The business is now heavily networked and we operate with many different partners. The partnership is based on trust, not agreements, although those are needed sometimes too. I am not quite sure that we have the courage to trust to our partners, staff, each other or customers.
Just to give a few examples:
- Do we enable our staff to adjust their tasks or working hours. The staff performance should be evaluated by results, not hours spent in the workplace.
- Do we provide tools and authorities for our customer service staff for solving the practical issues in the customer service independently or have we created a heavily controlled hierarchy.
- Do we start building partnership by starting lengthy negotiations for creating agreements or do we start by mutual discussions about how we can add value and improve the customer experience.

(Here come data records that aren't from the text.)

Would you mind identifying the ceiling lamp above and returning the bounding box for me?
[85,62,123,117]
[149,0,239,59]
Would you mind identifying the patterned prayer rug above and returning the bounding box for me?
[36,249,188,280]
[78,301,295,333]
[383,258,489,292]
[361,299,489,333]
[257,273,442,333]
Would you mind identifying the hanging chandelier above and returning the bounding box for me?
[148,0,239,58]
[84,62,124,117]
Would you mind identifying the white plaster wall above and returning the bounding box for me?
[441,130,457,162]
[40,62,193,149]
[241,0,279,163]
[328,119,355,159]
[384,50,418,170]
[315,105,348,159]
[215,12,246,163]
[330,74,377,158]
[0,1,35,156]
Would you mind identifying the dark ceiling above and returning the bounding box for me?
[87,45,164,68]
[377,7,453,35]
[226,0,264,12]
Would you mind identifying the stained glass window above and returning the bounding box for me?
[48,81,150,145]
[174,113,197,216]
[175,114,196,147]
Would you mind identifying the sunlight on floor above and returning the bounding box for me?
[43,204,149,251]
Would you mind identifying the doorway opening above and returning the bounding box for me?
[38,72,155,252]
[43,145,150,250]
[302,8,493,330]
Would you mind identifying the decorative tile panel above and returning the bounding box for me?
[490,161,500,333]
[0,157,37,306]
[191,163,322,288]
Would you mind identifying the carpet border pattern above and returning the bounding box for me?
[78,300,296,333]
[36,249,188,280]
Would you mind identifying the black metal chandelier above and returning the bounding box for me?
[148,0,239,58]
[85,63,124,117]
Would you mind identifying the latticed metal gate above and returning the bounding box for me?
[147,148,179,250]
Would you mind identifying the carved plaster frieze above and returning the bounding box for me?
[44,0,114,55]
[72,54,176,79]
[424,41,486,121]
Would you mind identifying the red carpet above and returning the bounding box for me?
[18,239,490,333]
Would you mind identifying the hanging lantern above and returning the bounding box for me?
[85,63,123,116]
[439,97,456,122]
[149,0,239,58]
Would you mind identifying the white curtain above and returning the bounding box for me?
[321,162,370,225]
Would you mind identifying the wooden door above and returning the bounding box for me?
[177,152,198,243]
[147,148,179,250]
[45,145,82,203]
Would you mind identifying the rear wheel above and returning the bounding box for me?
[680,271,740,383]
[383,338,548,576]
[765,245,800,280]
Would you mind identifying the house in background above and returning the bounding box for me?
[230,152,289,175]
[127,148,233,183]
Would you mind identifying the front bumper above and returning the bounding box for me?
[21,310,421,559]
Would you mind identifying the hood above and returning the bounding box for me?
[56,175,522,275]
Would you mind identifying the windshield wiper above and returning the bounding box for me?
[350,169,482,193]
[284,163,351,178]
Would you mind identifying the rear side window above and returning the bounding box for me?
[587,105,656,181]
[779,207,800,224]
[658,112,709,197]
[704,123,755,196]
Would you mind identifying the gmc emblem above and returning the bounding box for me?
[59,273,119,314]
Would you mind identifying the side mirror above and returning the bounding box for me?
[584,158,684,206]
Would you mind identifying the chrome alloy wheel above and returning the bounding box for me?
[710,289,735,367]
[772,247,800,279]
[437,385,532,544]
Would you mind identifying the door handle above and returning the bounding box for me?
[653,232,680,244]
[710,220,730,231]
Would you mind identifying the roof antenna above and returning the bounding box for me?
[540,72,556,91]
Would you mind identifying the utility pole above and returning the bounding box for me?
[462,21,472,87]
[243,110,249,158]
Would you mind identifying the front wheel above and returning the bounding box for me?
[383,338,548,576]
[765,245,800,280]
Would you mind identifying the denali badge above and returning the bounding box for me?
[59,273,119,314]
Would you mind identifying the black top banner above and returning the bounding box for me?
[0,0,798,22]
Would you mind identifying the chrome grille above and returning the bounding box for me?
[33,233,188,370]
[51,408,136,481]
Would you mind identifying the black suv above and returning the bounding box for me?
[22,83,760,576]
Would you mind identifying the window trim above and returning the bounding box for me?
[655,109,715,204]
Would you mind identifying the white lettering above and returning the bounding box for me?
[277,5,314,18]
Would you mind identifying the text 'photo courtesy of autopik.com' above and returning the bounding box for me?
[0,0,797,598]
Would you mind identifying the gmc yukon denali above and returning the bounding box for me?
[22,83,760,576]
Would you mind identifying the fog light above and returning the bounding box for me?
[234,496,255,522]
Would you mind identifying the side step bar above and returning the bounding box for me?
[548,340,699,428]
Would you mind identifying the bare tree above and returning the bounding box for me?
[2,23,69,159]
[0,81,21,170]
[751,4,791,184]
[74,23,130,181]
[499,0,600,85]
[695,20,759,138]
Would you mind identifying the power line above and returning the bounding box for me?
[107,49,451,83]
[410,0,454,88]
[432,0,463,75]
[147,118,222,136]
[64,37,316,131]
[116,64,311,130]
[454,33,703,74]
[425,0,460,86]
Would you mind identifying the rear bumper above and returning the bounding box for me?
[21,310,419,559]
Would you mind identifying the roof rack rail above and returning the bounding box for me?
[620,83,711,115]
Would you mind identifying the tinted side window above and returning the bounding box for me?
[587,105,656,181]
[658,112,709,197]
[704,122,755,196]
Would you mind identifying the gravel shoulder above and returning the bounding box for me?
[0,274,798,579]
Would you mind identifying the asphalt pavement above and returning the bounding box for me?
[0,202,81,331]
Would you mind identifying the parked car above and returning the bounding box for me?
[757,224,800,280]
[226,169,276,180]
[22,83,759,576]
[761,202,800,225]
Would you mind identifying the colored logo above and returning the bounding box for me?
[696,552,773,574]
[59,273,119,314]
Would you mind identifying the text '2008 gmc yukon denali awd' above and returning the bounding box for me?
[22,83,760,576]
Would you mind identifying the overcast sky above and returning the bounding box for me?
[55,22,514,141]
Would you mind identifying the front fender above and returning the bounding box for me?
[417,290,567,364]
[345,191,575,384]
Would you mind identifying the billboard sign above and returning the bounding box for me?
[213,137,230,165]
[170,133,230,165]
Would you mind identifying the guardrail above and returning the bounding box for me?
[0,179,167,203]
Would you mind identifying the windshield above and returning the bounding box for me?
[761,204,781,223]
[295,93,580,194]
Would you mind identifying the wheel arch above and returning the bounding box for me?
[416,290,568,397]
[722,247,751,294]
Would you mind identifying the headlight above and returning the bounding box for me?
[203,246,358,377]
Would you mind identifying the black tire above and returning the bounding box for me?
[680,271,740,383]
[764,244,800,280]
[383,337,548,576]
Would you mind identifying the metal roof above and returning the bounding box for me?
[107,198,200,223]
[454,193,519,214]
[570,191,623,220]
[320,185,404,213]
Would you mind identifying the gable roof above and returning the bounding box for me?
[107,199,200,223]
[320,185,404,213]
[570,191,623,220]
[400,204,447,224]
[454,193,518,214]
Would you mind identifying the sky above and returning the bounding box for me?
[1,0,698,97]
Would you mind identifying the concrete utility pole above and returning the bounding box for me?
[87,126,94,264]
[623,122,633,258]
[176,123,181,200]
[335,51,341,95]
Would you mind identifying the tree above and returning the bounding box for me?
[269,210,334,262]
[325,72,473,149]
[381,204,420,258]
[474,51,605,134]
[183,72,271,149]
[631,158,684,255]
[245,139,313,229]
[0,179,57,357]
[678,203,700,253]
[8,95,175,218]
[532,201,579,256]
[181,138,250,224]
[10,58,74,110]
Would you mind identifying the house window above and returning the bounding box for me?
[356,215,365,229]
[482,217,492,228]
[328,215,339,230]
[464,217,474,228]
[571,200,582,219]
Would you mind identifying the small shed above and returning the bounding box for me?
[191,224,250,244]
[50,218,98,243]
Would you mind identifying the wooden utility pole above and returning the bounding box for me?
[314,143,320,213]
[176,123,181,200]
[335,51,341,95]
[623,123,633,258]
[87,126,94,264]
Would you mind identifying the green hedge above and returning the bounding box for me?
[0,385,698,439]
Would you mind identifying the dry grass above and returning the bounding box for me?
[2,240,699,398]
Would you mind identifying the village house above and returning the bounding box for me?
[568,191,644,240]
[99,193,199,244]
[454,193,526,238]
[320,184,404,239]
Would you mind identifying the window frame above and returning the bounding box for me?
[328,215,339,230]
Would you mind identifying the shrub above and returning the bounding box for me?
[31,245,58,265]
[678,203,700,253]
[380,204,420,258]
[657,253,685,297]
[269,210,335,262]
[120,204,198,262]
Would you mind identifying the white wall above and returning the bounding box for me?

- Are we prepared to share our contacts in places like LinkedIn or do we restrict the view for our contact network. The purpose of LinkedIn is to find and contact new possible partners, as far as I have understood it.
- Do we inform our customers openly of the mock-ups we have made and inform them our actions to stop further problems. Or do we cover our bad operations in order that the customers do not need to know them.
I confess that I am a positive, naïve person. I believe that people mostly want to do the right thing and do it in the best possibly way. When the organization has been successful in informing its mission to all employees and has also been successful for convincing the staff about the mission, it is easier for everybody to do the right thing. The company’s goal should not differ of the staff’s goal – if they do there is a constant battle going on and that is not good for anybody. If the organization – whether it is a company, network or any other combination where people work for common goal is based on mistrust and cover up, it is impossible to build the spirit of trust. The trust is earned by deeds not by words.
An essential topic in building trust is fully transparent operation. We are living in a networked world, where customers, employees, media and also other stakeholders are interested in companies operation. If the company does not want to be transparent, it has totally different value base than the society around it. It is perfectly clear that every company has some business secrets that should not be open to everybody. However, I believe that there are not so many business secrets as some companies believe. Since nowadays there are enormous amount of data available from different sources, a professional – for example a journalist – can dig most of the data from public sources and figure out the rest.
I strongly believe that in the modern world openness and trust to other people, customers, colleagues, network partners, business associates and to everybody is an essential part for doing business. We all should build a business environment where trust is the starting point.
So you should ask yourself: do you want to be a cynical pessimist or a naïve positivist.